The changes are the latest in a series of moves by the Seattle-based company under the leadership of chairman and founder Rob Glaser, who returned as interim CEO this summer.
RealNetworks said in the filing, “As part of this strategy, the Company plans to move some functions, particularly within the Company’s shared services and corporate areas, into the businesses in order to, among other things, increase accountability for financial and operational performance within each business. RealNetworks does not expect this strategy to impact the way it presents and reports its consolidated financial statements and results of operations.”
A few years ago, RealNetworks took initial steps to spin off its games group, but tabled the plan in the face of difficult market conditions. The games group now operates under the GameHouse brand.
In the same filing today, the company said it’s offloading service contracts with two domestic carriers to Livewire Mobile, Inc., a mobile entertainment services firm based in Littleton, Mass. RealNetworks provides a variety of behind-the-scenes media services to wireless carriers, including Verizon Wireless and South Korea’s SK Telecom.
The Securities and Exchange Commission filing didn’t state which carriers’ contracts are being transferred to Livewire, and RealNetworks spokeswoman Barbara Krause said she could provide no information beyond the facts in the filing.

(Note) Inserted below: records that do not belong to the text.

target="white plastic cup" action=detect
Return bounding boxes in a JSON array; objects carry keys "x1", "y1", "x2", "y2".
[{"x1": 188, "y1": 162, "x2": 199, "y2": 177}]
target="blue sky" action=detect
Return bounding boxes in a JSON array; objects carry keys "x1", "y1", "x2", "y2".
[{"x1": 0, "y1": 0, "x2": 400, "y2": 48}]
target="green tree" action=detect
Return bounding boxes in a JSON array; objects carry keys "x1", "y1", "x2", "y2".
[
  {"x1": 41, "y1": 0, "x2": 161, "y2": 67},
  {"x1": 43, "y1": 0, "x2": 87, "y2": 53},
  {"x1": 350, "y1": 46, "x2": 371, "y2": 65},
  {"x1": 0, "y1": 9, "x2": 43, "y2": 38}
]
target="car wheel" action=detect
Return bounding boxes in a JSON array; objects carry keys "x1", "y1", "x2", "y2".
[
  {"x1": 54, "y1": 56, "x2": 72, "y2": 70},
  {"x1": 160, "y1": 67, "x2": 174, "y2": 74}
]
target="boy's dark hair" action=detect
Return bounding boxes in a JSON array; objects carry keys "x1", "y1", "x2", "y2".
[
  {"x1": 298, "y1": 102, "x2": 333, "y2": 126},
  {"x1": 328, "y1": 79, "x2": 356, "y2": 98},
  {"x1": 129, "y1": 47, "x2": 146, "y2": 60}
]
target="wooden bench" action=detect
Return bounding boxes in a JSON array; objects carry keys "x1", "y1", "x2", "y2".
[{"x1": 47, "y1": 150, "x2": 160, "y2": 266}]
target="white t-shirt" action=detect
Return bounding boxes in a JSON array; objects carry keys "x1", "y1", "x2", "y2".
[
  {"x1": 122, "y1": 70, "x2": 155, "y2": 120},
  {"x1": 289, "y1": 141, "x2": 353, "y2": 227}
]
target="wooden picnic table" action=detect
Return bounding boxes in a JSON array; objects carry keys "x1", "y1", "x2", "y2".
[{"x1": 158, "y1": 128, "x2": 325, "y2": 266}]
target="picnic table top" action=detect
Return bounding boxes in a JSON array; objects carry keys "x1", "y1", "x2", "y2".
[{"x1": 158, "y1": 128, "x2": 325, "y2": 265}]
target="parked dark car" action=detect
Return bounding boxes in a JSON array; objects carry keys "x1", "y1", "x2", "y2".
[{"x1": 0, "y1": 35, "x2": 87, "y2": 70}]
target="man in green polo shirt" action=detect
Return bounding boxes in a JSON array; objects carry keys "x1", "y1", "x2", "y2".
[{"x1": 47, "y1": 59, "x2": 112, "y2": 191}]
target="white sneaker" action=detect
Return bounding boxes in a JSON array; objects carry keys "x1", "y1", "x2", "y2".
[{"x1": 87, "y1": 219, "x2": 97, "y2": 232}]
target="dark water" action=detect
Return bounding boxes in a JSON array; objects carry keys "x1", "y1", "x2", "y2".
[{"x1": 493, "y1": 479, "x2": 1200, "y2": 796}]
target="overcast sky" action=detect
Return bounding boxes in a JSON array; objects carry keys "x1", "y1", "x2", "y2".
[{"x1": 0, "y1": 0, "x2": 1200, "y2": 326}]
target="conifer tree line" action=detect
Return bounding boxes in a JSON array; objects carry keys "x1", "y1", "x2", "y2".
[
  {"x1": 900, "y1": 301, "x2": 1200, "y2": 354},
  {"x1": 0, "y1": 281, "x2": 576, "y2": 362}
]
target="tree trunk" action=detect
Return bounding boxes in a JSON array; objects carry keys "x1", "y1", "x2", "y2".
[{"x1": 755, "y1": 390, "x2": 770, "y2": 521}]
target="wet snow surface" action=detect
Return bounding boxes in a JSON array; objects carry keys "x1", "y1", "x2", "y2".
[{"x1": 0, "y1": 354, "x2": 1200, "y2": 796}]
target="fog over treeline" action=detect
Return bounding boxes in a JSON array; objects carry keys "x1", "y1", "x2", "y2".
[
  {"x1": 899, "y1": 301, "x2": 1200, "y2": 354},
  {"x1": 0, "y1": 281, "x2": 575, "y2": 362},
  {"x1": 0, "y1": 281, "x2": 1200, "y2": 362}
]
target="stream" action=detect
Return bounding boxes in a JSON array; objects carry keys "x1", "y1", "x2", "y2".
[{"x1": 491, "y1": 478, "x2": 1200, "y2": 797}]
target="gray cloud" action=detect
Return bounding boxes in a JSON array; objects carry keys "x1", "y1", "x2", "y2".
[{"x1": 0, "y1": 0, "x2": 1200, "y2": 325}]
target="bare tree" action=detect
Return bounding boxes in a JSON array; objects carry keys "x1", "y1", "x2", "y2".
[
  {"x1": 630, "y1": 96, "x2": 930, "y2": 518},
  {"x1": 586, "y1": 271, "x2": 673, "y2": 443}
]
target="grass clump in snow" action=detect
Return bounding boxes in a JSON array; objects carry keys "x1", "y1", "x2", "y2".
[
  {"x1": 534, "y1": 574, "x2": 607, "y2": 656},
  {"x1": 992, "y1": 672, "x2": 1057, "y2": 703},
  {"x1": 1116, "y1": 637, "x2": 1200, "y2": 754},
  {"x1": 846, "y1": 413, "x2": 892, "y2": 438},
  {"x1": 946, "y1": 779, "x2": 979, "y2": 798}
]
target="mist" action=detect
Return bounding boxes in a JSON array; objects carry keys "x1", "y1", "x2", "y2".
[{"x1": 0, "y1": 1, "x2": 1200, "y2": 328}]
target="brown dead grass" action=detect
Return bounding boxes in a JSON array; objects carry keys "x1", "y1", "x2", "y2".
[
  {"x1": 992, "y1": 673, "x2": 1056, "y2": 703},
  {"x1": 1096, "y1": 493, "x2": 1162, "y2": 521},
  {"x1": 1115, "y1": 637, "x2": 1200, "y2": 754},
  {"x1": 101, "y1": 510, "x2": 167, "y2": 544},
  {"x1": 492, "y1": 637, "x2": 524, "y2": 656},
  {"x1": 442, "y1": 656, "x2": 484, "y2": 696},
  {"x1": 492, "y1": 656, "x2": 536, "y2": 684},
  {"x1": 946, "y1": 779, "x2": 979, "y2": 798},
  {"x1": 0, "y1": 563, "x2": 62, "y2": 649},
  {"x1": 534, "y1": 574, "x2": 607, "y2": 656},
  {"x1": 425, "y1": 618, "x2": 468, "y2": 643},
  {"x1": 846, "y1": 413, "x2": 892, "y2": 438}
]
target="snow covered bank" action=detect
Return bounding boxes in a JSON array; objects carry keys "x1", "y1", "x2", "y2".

The transfer of the contracts is expected to cost RealNetworks $6 million in charges. But overall, the company projects it will cut operating expenses by an estimated $10 million, according to the filing.
Last week, RealNetworks announced it was laying off 80 employees and planned to cut 80 more jobs in the coming months. In Thursday’s SEC filing, the company said those layoffs combined with the $10 million in savings from the contracts it’s getting rid of are expected to cut costs by a total of $29 million.
The layoffs had been expected since the company’s latest earning report, when Glaser signaled plans to cut $45 million in annual operating expenses.
RealNetworks was a pioneer in audio and video streaming back in the early days of the Internet, but has struggled as competitors have gained traction over the last several years.